Eine knappe Mehrheit der Deutschen plädiert für einen Ausschluss Griechenlands aus der Eurozone, wenn dessen Verschuldung die Stabilität der Gemeinschaftswährung gefährden sollte. Noch deutlicher ist mit 67 Prozent die Mehrheit, die sich gegen Finanzhilfen aus Deutschland und anderen EU-Staaten ausspricht.

Juncker: "Euro-Gruppe hat Fehler gemacht"
Der Vorsitzende der Finanzministerrunde, Luxemburgs Premier- und Schatzminister Jean-Claude Juncker, räumte am Wochenende Fehler der Euro-Gruppe ein. "Wir betrachten die mangelnde Beschäftigung mit der griechischen Lage als mittelmäßig schweren Unterlassungsfehler", sagte er der "SZ". Die Euro-Gruppe werde sich künftig viel intensiver mit der Wettbewerbsfähigkeit der Länder beschäftigen. Der dienstälteste Regierungschef der EU forderte angesichts der falschen Angaben, die Griechenland in Brüssel gemacht hat, die europäische Statistikbehörde Eurostat müsse Zugriffsrecht auf nationale Daten erhalten. 

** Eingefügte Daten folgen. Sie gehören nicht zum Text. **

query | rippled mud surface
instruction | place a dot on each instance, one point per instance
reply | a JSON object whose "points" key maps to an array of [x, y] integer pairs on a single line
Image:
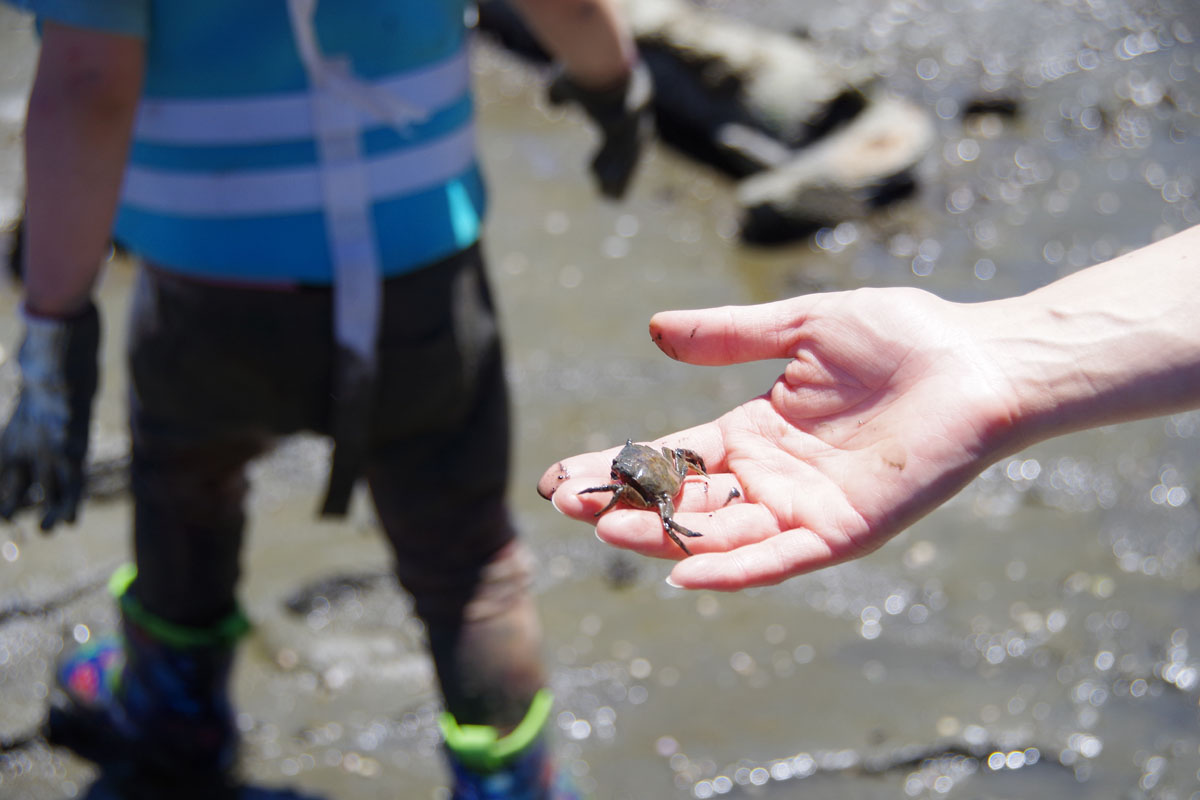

Einen Rauswurf Griechenlands aus der Eurozone lehnt hingegen Juncker ab. Dies hätte "erdbebenartige, unkontrollierbare Folgen" und würde Griechenland in die Nähe des Staatsbankrotts bringen. "Die Finanzmärkte würden extensiv negativ reagieren. Der Ausstieg wäre das totale Aus für Griechenland." Auch für das Image der Euro-Zone wäre das absolut negativ, meint Juncker.

Finanzminister werden Defizitverfahren verschärfen
Ein Punkt bei den Finanzminister-Beratungen ist bereits konkretisiert: Wie von der Kommission vorgeschlagen, wollen die EU-Finanzminister das Defizitstrafverfahren gegen Athen verschärfen. Griechenlands Haushaltspolitik wird damit in bisher ungekannter Weise unter strenge Aufsicht gestellt; das Mittelmeerland muss bis 2012 seine Neuverschuldung unter die erlaubte Marke von drei Prozent des Bruttoinlandsprodukts drücken. 2009 hatte die Neuverschuldung in Griechenland das Rekordniveau von 12,7 Prozent des BIP erreicht. In diesem Jahr hat Athen das ehrgeizige Ziel, durch scharfe Einschnitte ins Sozialsystem, Lohnkürzungen und Steuererhöhungen das Defizit um vier Prozentpunkte zu senken.